Pasalnya, dua koalisi yang sempat tercipta, yakni, Koalisi Indonesia Hebat (KIH) dan Koalisi Merah Putih (KMP) dinilai sudah mengalami pergeseran yang fundamental.
"Kami berdua sepakat untuk meningkatkan kerjasama dan komunikasi sesama partai politik.

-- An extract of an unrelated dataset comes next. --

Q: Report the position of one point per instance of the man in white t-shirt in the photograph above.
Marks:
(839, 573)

Tidak perlu berkoalisi," tegas SBY di Kediamannya, Bogor, Kamis (27/7/2017)
Kerjasama yang dimaksud SBY, berada di ranah politik yang diharuskan harus memiliki adab dan mementingkan kebutuhan masyarakat Indonesia.
Bukan tanpa alasan, menurut dia, sebagai partai politik, rakyat memberikan amanah yang besar agar kepentingannya diutamakan.
Selain itu, SBY menjabarkan, komunikasi yang intensif antar petinggi partai politik diperlukan untuk melakukan koreksi terhadap pemerintah, ketika terjadi suatu hal yang tidak sesuai dengan kepentingan masyakarat.
"Jika kepentingan rakyat di tanah air tidak dipenuhi, maka wajib untuk melakukan koreksi dan hal itu secara moral sah dilakukan," kata dia.(*)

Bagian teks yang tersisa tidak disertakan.